Top Papers 2017

Inspired by Paul Goldsmith-Pinkham and following on Noah Smith and others in an end of-year tradition, here is a not-quite-ordered list of the top 10-ish papers I read in 2017. I read too many arxiv preprints and older papers to choose ones based on actual publication date, so these are chosen from the “Read in 2017” folder of my reference manager, which tells me that I have somehow read 176 papers (so far) in 2017. There was a lot of chaff in this set, and many more good works still sitting in my “to read” folder, but I did manage to find a few gems, which I can list and briefly describe, in sparsely-permuted alphabetical order.

  1. Arellano, Blundell, & Bonhomme Earnings and Consumption Dynamics: A Nonlinear Panel Data Framework Econometrica 2017

This paper solves a problem which one would think would have been tackled a long time ago, but turned out to require several modern tools.
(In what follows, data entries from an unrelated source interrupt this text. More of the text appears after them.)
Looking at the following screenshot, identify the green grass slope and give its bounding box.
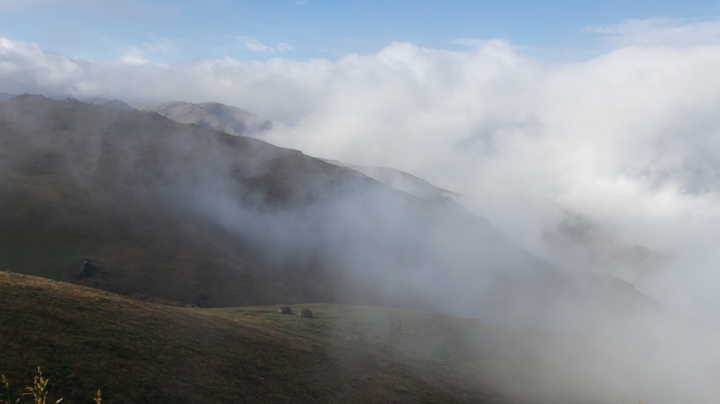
[0,272,524,404]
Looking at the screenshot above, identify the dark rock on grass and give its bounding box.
[62,258,97,281]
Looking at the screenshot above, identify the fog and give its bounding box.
[0,21,720,403]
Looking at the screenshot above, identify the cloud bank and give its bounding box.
[0,20,720,314]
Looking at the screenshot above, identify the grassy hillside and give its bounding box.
[0,272,528,404]
[0,95,654,329]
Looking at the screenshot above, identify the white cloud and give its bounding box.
[236,36,295,53]
[0,22,720,307]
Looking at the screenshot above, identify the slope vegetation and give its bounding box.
[0,272,524,404]
[0,95,654,328]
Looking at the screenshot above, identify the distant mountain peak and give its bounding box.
[135,101,272,136]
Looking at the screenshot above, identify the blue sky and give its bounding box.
[0,0,720,62]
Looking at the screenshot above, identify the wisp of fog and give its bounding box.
[0,21,720,404]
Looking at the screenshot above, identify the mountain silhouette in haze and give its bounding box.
[0,95,657,327]
[135,101,272,136]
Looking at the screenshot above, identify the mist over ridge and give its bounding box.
[0,15,720,404]
[0,30,720,315]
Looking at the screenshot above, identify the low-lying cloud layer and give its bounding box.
[0,21,720,312]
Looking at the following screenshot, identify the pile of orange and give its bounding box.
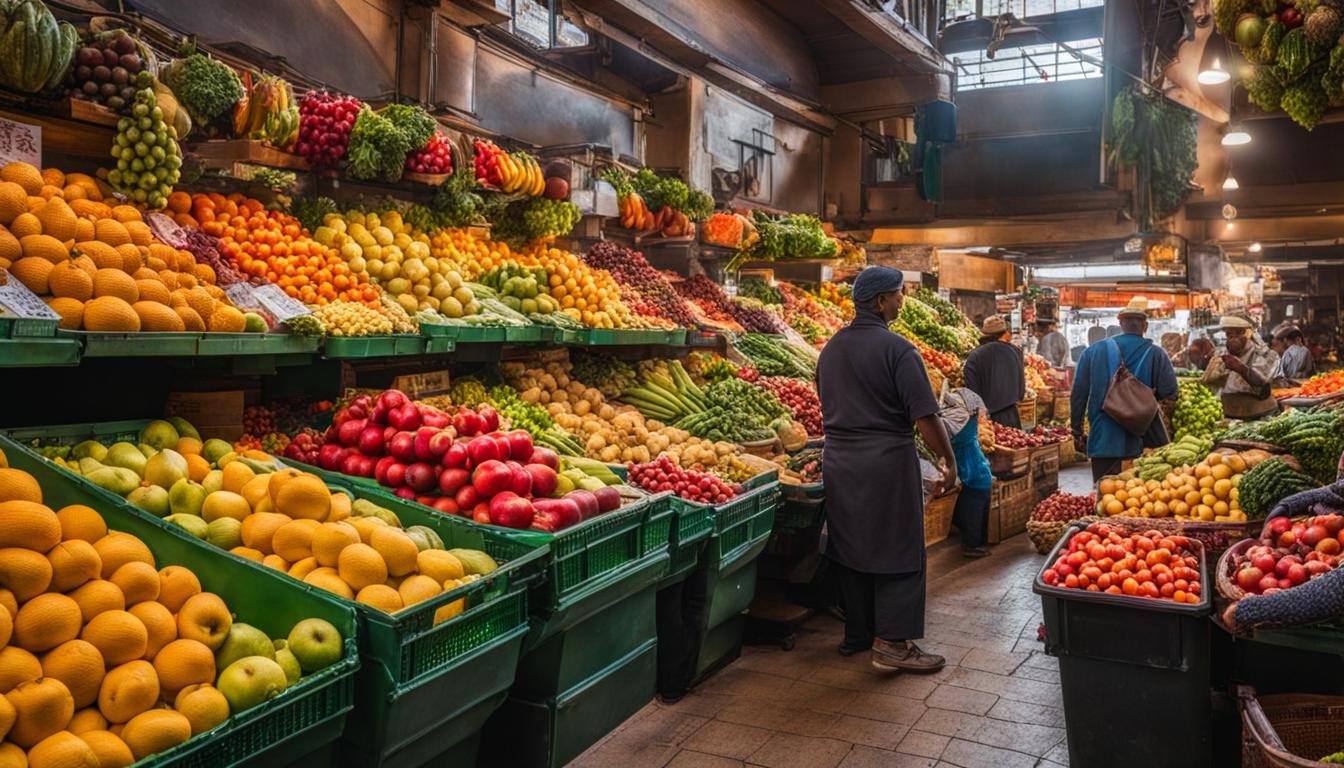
[178,192,380,308]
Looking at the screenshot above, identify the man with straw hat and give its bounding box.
[817,266,957,673]
[961,315,1027,429]
[1204,315,1278,418]
[1068,296,1176,480]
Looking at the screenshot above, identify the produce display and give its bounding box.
[1097,451,1269,522]
[1040,523,1203,605]
[0,455,344,765]
[1172,379,1223,441]
[1232,512,1344,594]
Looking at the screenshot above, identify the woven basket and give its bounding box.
[1236,686,1344,768]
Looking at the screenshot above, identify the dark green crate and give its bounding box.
[0,336,79,369]
[323,334,425,359]
[0,437,360,768]
[480,640,657,768]
[56,331,204,358]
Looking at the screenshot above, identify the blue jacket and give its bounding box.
[1068,334,1176,459]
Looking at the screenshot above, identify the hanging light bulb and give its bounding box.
[1198,56,1232,85]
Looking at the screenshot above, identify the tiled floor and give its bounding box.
[573,467,1091,768]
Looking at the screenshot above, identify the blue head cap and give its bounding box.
[852,266,906,304]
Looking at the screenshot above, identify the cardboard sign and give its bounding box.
[0,117,42,168]
[0,274,60,320]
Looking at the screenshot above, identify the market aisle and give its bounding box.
[573,532,1064,768]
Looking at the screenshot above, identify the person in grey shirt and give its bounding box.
[1035,320,1071,369]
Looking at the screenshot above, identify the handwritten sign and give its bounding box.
[0,117,42,168]
[0,276,60,320]
[253,284,313,323]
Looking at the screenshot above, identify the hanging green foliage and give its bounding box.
[1110,85,1199,231]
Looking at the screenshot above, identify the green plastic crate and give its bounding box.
[1,421,547,765]
[0,336,79,369]
[323,334,425,359]
[0,437,360,768]
[480,640,657,768]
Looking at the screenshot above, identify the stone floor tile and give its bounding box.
[681,720,773,760]
[939,738,1036,768]
[896,730,950,759]
[925,685,999,714]
[823,714,910,749]
[747,733,852,768]
[840,744,937,768]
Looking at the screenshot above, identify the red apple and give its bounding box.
[527,445,560,472]
[523,464,558,498]
[489,491,535,529]
[438,467,472,496]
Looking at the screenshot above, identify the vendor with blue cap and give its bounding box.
[817,266,957,673]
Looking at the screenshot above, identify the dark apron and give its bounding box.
[823,434,923,573]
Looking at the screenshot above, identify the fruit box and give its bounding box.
[0,437,360,768]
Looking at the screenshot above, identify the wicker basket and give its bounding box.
[1236,686,1344,768]
[925,488,961,546]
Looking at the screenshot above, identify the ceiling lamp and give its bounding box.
[1198,56,1232,85]
[1223,125,1251,147]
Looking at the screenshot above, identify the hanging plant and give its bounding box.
[1110,85,1199,231]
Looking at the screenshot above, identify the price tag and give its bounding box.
[0,274,60,320]
[0,117,42,168]
[253,284,313,323]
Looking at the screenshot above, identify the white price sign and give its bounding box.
[0,117,42,168]
[0,274,60,320]
[253,284,312,323]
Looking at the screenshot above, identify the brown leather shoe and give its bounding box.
[872,639,948,674]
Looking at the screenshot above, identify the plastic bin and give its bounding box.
[480,639,657,768]
[0,437,360,768]
[1032,526,1212,768]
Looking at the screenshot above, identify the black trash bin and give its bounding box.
[1032,526,1212,768]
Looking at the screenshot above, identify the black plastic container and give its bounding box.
[1032,526,1212,768]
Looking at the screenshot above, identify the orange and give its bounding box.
[70,731,136,768]
[271,519,321,562]
[4,678,75,749]
[13,593,83,656]
[56,504,108,543]
[47,539,102,592]
[70,578,126,624]
[0,646,42,693]
[172,685,228,736]
[28,730,101,768]
[159,564,198,611]
[337,543,389,589]
[155,640,215,698]
[177,592,234,651]
[130,600,177,660]
[121,709,191,760]
[98,659,159,722]
[93,531,155,578]
[42,640,108,709]
[0,467,41,508]
[312,519,359,568]
[78,609,149,666]
[0,547,51,603]
[109,561,159,605]
[368,526,419,576]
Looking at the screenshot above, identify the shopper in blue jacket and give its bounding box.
[1070,296,1176,480]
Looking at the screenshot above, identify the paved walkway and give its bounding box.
[573,467,1090,768]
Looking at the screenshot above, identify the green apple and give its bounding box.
[288,619,344,675]
[215,621,276,672]
[168,477,206,516]
[164,514,210,539]
[126,486,172,518]
[215,656,289,714]
[202,518,243,549]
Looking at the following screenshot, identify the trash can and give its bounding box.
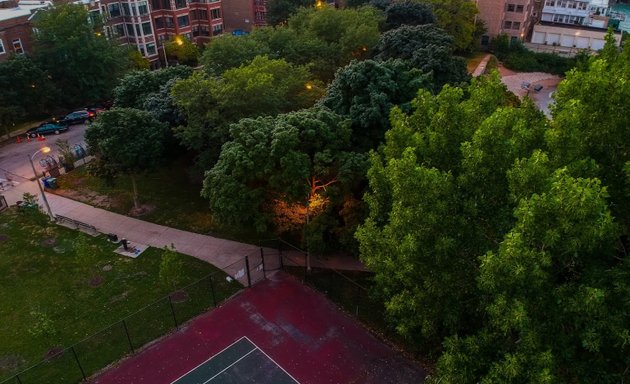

What is the reduced form implied by intertemporally optimizing dynamic decision models of the kind underlying quantitative heterogeneous agent macro models, and can it be identified and estimated from micro panel data? They show that the form is a nonparametric Hidden Markov Model, and given long enough panels and some standard completeness conditions the distributions can be nonparametrically identified and estimated using conditional distribution estimation methods based on sieve quantile regressions. This seems like a good start to taking seriously the implications of these models and reformulating them to match micro data.

See also: their survey in the Annual Review of Economics showing how most dynamic models used in macro correspond to their framework.

  1. Susan Athey & Stefan Wager Efficient Policy Learning

Part of a growing literature on learning optimal (economic) policies from data by directly estimating the policy to maximize welfare, rather than learning model parameters which are only ex post used in policy exercises without proper accounting for uncertainty. This paper focuses on the binary policy case, in the presence of unconfounded observational data on program results: find a policy rule \(\pi(X)\) out of some class of policies which apply a program or not to an individual with covariates X. This paper takes a minimax approach, using a doubly robust estimator and showing approximately optimal approximation bounds on regret (relative to the unknown best policy in the class) over possible nonparametric structural parameters, using some novel bounds. These bounds rely strongly on the binary structure, so extending to more complicated policy problems may take some work, but the approach seems highly promising.

See also: Luedtke and Chambaz who claim to achieve faster (\(\frac{1}{n}\) instead of \(\frac{1}{\sqrt{n}}\)) rates in the same problem. This appears to have motivated an update to the original version of the Athey Wager paper showing that the \(\frac{1}{\sqrt{n}}\) rate and their bound is (worst case) optimal in the shrinking signal regime, where the size of the treatment effect function is of the same order as the noise, when the measurement issue is of first order importance for policy, unlike in the fixed signal size regime, where statistical uncertainty has lower order effect.

  1. Max Kasy “A Machine Learning Approach to Optimal Policy and Taxation”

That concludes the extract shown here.